ESIEE Paris
- Motto: L'école de l'innovation technologique
- Motto in English: The Schools of technological innovation
- Type: Grande école
- Established: 1904
- Affiliations: Université Gustave Eiffel, Paris Île-de-France Regional Chamber of Commerce and Industry, Conférence des Grandes Écoles
- Director: Jean Mairesse
- Students: 2,000
- Postgraduates: 500 engineers / year
- Location: Marne-la-Vallée, France
- Website: esiee.fr

= ESIEE =

Network of French graduate schools

ESIEE (École supérieure d'ingénieurs en électrotechnique et électronique) is a network of French graduate schools (grande école) composed of two graduate schools of engineering known as ESIEE Paris, ESIEE Amiens, and one graduate school of management called ESIEE Management.

== History ==
In 1904 the Breguet school was founded and kept this name until the 1960s. It was a graduate school of engineering in the field of electronics and electricity. In 1968 the school was renamed ESIEE Paris and is operated by the Paris Chamber of Commerce. In 1992 another branch of the school opened in Amiens; ESIEE Amiens. In 1995 the ESIEE Management was created (formerly known as the Institut Supérieur de Technologie et de Management).

== ESIEE Paris ==

ESIEE Paris is a general engineering school. All engineering students of ESIEE Paris hold the same degree : "Diplôme d'ingénieur ESIEE Paris" (master of Engineering ESIEE Paris). The school is accredited by Cti and Eur-Ace.
Approximately 500 of the 2,200 students in Paris graduate every year and 60% of them spent at least 1 semester studying or working outside France. Depending on their specialization, they can attend classes in its 650 m^{2} (7000 ft^{2}) clean room. It is known as the first engineering school to have students design and launch an artificial satellite, named SARA, in 1991, as part of extracurricular work in ESIEESPACE, a student club.

During the last two years, students in Paris choose a specialization among the following subjects:
- Computer science
- Biotechnology & e-healthcare
- Energies
- Manufacturing
- Industrial engineering - Supply chain and digital
- Signal processing & telecommunications
- Network engineering
- Electronics and microelectronics
- Embedded systems
- Data science & artificial intelligence
- Cyber security
- Manufacturing systems engineering
ESIEE launched master of science programs in nano-science MEMS, electronic engineering and system on a chip, programs to which international students and 4th and 5th year ESIEE students may participate.

=== Rankings ===
ESIEE Paris is one amongst the top 10 Grandes écoles in the post-bac category (as opposed to post-prépa) according to the French magazine L'Étudiant in 2013 and the school is graduated as first in Paris Region in 2020.

== ESIEE Amiens ==

Approximately 80 of the 450 students in Amiens graduate every year.
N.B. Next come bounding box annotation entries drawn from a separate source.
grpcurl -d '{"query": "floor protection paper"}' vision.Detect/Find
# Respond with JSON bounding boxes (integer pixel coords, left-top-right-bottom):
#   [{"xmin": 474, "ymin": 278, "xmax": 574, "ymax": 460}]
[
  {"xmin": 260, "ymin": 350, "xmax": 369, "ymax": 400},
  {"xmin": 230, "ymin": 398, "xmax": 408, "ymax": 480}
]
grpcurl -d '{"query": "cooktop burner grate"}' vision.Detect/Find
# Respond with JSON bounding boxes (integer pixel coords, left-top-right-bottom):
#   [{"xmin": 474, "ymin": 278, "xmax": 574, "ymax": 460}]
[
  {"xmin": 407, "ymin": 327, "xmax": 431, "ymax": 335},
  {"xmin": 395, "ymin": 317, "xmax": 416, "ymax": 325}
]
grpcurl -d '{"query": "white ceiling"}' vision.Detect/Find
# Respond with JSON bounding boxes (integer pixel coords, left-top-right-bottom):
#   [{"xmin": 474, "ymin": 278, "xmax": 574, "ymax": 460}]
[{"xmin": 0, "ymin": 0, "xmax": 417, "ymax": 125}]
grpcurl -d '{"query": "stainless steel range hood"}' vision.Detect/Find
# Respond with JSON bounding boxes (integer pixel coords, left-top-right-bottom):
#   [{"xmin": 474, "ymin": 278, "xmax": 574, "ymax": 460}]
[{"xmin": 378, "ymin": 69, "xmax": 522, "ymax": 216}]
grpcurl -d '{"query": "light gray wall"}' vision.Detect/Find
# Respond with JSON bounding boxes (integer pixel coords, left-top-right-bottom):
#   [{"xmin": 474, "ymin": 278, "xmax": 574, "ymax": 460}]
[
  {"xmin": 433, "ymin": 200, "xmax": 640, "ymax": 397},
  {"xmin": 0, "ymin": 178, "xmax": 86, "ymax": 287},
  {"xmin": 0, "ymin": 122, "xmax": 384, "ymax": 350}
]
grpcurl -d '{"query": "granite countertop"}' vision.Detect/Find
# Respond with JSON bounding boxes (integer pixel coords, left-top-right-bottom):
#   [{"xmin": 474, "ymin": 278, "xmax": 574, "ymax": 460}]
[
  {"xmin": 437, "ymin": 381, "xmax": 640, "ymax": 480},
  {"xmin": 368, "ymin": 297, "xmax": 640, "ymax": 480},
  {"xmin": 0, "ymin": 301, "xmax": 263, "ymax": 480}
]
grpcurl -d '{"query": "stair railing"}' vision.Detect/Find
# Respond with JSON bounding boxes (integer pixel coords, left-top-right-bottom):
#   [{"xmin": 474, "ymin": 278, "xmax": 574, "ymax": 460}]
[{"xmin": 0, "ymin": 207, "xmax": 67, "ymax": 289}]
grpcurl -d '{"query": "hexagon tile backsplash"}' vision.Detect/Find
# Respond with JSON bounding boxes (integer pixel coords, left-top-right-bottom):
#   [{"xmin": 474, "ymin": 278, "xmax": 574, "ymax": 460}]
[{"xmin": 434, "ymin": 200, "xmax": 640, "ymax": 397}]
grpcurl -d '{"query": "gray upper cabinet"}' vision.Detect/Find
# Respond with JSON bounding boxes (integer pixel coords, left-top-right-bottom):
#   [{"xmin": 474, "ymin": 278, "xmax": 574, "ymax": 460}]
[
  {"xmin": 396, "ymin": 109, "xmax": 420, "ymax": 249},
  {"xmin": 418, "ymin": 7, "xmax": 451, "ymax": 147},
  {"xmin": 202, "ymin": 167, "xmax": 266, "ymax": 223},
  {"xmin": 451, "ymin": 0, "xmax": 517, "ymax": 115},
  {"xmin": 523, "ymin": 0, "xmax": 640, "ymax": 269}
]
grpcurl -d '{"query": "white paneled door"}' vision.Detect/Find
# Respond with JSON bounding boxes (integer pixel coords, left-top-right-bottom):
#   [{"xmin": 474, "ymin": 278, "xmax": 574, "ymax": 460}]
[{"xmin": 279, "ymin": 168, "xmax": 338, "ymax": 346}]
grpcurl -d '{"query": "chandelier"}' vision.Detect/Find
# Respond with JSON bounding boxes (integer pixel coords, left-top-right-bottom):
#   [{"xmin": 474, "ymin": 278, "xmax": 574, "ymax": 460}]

During the last two years, students in Amiens choose a specialization among the following subjects:
- Building services engineering
- Computer networks and telecommunications
- Electrical engineering and sustainable development
- Manufacturing systems

== ESIEE Management ==
ESIEE Management is a business school for high tech projects where management and technologies are inseparable. Courses are based on learning management concepts and the knowledge of a technical subject. The academic disciplines and the 10 months of internship allow graduate students to be quickly effective in companies. The possibility to spend the third year in a foreign country gives the opportunity for students to pursue an international career.

The academic specializations are:
- Management and Biotechnology or Bioindustry
- Management and Computer Science or Digital Communications
- Management and Advanced Materials or Integrated Engineering

== Alumni ==
The three schools share the same alumni association called AA-ESIEE. The mission of the association is to strengthen and support the alumni network of ESIEE by developing contacts, friendship and mutual assistance among its members. The AA-ESIEE is headquartered in the 17th arrondissement of Paris.